You pretty much have to ignore these possible problems, the same way you can’t guess what extension methods we’ve made that may be silently overridden by new methods in a class.

That was our conclusion, yes.

Could you give an example where making a read-only property into a read-write property would result in a breaking change? I can’t think of any…

Sure:

class C { public int P { get; set; } } 
class D { public int P { get; private set; } } 
class E { 
  static void M(Action<C> ac){} 
  static void M(Action<D> ad) {} 
  static void X() { M(q=>{q.P = 123; }); } 
}

The body of X binds without error as long as D.P‘s setter is private. If it becomes public then the call to M is ambiguous.

I’m curious to see how unsealing a class can cause code to stop compiling.

Same trick. This trick is surprisingly versatile.

class B {}
sealed class C {}
class D : B, I {}
interface I {}
class P {
  static void M(Func<C, I> fci){}
  static void M(Func<B, I> fbi){} // special agent!
  static void Main() { M(q=>q as I); }
}

That compiles successfully because q as I is illegal if q is of type C. The compiler knows that C does not implement I, and because it is sealed, it knows that no possible type that is compatible with C could implement I. Therefore overload resolution chooses the func from B to I, because a derived type B, say, D, could implement I. When C is unsealed then overload resolution has no basis to choose one over the other, so it becomes an ambiguity error.

Seems to me you would be much better off in this regard avoiding the new functional features and sticking to the C# 2.0 specifications. That way you’re pretty much protected against breakages like these right?
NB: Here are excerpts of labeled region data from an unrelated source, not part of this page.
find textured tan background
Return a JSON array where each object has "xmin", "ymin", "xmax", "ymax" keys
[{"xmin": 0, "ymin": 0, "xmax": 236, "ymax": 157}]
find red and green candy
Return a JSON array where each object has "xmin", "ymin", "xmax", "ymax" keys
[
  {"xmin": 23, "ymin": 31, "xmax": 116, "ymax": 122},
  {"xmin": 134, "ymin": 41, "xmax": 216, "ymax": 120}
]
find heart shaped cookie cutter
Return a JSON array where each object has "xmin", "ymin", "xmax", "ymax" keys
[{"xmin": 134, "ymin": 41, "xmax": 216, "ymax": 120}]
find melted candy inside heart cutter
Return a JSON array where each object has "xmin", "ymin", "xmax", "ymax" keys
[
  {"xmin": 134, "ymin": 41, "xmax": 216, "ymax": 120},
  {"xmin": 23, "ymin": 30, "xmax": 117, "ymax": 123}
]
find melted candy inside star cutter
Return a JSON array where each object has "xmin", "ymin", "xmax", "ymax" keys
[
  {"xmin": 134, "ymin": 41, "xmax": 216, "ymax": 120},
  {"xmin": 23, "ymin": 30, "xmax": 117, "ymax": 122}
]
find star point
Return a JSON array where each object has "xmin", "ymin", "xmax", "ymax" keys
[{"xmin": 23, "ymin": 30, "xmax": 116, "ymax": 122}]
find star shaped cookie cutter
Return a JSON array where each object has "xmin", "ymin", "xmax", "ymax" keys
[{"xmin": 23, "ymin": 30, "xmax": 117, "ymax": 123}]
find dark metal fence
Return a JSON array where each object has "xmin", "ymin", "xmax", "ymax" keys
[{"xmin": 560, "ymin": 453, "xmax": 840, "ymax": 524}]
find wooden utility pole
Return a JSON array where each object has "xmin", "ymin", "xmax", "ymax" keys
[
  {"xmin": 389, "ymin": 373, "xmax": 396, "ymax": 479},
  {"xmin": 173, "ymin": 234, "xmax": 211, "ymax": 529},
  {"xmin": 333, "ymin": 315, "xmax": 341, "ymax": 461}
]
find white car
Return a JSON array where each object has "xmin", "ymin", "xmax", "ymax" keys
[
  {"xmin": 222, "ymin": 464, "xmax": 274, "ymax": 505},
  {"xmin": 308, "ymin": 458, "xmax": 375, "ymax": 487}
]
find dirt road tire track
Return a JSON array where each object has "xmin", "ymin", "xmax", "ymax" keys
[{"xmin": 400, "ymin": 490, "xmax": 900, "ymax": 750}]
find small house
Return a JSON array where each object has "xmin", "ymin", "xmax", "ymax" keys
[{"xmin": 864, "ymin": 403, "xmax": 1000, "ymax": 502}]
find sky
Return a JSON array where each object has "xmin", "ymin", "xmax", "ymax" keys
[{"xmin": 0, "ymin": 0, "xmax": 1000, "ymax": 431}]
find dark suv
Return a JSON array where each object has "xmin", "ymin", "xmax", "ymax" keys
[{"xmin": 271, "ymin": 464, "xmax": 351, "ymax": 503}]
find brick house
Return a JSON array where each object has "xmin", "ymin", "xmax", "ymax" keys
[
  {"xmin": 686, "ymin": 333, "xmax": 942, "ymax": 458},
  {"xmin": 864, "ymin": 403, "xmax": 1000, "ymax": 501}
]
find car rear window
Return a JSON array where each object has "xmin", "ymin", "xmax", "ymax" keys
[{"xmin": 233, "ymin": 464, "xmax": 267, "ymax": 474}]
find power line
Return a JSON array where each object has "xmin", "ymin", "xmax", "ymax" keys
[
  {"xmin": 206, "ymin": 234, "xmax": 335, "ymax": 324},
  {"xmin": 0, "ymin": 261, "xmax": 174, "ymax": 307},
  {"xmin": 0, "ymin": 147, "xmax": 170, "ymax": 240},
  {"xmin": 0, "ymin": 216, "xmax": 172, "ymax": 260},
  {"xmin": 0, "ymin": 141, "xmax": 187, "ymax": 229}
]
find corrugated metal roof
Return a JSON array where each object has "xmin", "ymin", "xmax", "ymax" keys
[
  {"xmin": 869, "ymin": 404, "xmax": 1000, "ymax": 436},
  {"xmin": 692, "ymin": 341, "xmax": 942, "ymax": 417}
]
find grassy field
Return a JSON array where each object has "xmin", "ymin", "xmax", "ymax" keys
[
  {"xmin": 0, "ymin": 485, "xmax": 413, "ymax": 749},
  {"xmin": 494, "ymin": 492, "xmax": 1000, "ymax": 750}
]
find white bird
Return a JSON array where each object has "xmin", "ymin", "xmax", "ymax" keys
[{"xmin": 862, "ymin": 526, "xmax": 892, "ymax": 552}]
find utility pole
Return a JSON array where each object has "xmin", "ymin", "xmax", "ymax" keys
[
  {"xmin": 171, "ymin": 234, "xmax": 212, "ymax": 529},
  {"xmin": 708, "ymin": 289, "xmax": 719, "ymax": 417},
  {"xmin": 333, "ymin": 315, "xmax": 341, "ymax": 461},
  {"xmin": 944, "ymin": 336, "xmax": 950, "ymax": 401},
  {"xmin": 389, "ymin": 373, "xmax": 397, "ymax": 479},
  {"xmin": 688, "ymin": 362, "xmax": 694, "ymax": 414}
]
At what cost? Is it worthwhile to eschew the benefits of LINQ in order to avoid the drawbacks of some obscure, unlikely and contrived breaking changes? The benefits of LINQ outweigh the costs by a huge margin, in my opinion.

You know, all these examples make me think overload resolution is just too clever for its own good — these kinds of algorithms are more the kind you’d expect in the optimizing part, where cleverness abounds, not in the basic semantic part. Clearly, the solution is to abolish overload resolution, assign every method an unambiguous canonical name (that’s stable in the face of changes) and force the developer to specify this name on every call. Alternatively, make overload resolution unnecessary by forbidding overloads. Not sure how to handle generics in such a world — abolishing them seems too harsh. (Mandatory Internet disclaimer: the above is facetious, but slightly ha-ha-only-serious.)

There are languages that do not have overload resolution. A .NET language could, for instance, specify the unique metadata token associated with the method definition. But in a world without overload resolution, how would you do query comprehensions?